Gail Cornwell, my partner in love and life, is one of the most influential people in my astronomy journey. Every time I talked about a new piece of equipment, she’d say “You’d better get it; you’re a long time dead,” meaning live for now and follow your dream. Gail orchestrated the building of the Dog House for my 50th birthday in 2009, a gift that completely transformed my experience of astronomy in general and astrophotography in particular. She also gave me the nickname “ASTRODOC”, beginning with a license plate for my car! Opposites definitely attract: while I focus on outer space, Gail focuses on inner space. See her website about the enigmatic Glastonbury Zodiac. It talks about how the landscape around Glastonbury Tor, UK, mirrors the celestial zodiac.
Gord Simpson is a long time visual observer and astroimager who lives in Brampton. We met at the Huronia Star Party in 2009. I won a Vixen Porta Mount as a door prize that year. I had another (well used) one, and Gord needed one, so I gave it to him. We have since become good friends. He has helped diagnose and correct many mechanical and electrical issues with my mounts and telescopes over the years. He also introduced me to PixInsight image processing software for deep sky images, which I now use exclusively. Both of these contributions have had a huge influence on the quality of my images, as well as on my productivity. We collaborated on the image of the Crab Nebula.
Alan Ward is a master mirror and lens maker. I have known Alan since around 2007. He (along with Eldon Philips, Peter Pekurar and Mike Renner) helped me make a 10″ f/6 mirror from scratch (don’t say scratch!). I stay with Alan when I go to Sudbury for work a few times per year. He has an amazing shop for grinding, testing and coating mirrors (up to 16″) and lenses (he’s talking about some crazy big lenses!). The image shows Alan with his hand-made 6″ f/15 triplet apochromatic refractor. I have looked through it a few times. It has a beautiful, dark, wide field, displays pinpoint stars and moves beautifully on the mount. I admire Alan’s passion for sharing his knowledge with others.

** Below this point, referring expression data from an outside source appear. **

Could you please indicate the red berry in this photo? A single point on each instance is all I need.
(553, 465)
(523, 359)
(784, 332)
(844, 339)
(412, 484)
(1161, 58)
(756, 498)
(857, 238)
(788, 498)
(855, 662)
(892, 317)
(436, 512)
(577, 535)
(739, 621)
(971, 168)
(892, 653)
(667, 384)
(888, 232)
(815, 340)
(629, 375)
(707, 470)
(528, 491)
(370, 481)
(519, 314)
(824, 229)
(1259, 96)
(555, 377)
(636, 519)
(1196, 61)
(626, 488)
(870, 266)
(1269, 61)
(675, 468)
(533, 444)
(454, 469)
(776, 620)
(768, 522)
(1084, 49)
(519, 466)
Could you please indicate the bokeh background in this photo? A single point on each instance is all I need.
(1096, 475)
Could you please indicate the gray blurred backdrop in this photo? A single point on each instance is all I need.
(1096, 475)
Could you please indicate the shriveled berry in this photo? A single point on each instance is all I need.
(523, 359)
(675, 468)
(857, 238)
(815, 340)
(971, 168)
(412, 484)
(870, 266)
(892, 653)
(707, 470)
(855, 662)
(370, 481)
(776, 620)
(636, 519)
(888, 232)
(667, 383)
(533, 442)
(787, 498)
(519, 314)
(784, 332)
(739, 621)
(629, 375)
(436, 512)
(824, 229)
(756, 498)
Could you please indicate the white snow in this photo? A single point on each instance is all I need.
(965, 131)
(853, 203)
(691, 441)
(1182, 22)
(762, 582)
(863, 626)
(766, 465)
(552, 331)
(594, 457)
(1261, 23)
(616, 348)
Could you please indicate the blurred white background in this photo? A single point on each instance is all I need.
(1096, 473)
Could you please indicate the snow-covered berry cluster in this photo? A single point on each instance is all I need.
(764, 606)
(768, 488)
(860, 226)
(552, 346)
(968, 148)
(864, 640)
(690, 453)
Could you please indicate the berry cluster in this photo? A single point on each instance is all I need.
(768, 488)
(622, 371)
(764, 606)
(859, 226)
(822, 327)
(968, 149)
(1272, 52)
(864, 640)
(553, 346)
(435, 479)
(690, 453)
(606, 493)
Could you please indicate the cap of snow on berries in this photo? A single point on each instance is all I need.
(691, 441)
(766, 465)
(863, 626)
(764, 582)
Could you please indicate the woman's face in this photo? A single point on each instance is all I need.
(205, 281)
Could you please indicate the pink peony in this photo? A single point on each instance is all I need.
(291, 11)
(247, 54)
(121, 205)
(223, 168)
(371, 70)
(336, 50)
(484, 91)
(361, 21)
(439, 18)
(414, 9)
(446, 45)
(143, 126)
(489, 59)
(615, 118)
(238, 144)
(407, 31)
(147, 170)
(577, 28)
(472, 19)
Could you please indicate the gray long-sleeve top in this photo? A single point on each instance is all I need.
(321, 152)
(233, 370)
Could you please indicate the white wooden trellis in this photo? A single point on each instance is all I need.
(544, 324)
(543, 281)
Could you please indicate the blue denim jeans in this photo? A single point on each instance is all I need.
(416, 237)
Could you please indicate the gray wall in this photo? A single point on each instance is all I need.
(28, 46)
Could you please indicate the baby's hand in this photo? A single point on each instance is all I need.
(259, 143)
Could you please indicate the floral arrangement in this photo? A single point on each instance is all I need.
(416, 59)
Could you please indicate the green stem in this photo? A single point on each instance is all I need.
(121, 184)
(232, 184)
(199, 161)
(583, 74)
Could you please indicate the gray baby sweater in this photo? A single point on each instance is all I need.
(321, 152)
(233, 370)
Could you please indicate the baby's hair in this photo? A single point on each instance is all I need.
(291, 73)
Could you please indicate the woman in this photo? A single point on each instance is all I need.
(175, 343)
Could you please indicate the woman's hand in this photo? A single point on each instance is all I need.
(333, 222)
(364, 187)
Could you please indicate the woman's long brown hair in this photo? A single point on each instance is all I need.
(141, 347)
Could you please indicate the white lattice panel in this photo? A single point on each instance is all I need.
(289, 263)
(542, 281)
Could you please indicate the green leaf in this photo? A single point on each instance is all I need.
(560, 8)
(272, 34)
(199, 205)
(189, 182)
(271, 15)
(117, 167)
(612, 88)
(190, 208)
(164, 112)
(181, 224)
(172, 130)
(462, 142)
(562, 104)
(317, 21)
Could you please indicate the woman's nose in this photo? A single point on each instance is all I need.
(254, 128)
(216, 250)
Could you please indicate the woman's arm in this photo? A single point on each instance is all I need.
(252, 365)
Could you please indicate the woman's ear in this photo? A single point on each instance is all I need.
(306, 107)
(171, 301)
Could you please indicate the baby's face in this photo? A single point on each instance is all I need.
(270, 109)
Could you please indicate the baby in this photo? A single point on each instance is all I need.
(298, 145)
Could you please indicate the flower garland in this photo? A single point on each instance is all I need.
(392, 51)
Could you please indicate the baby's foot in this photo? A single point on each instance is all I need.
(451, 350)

Brian Colville lives in Cambry, Ontario, with his family and three (yes that’s three) observatories, housing multiple scopes and cameras. His planetary images have been published and have contributed to astronomy research, and he authored a chapter on solar imaging in the 1996 book “The Art and Science of CCD Astronomy.” My favourites of Brian’s images are his amazing solar images, some of which are shown in the examples of his work below. More are on Brian’s page on the Lunt website. Brian and I met in 2003 at the Huronia Star Party, my first time star party ever. I spent time with him and Gord Rife while they were imaging the Pleiades with a DSLR through Gord’s reflector. My eyes were like saucers when I saw the image appear on the camera’s viewfinder. I spent a couple of hours pulling all the information out of Brian and Gord that I could and a few years later I began imaging myself. I still enjoy talking shop with Brian at our regular get togethers at Gord Rife’s cottage near Gravenhurst.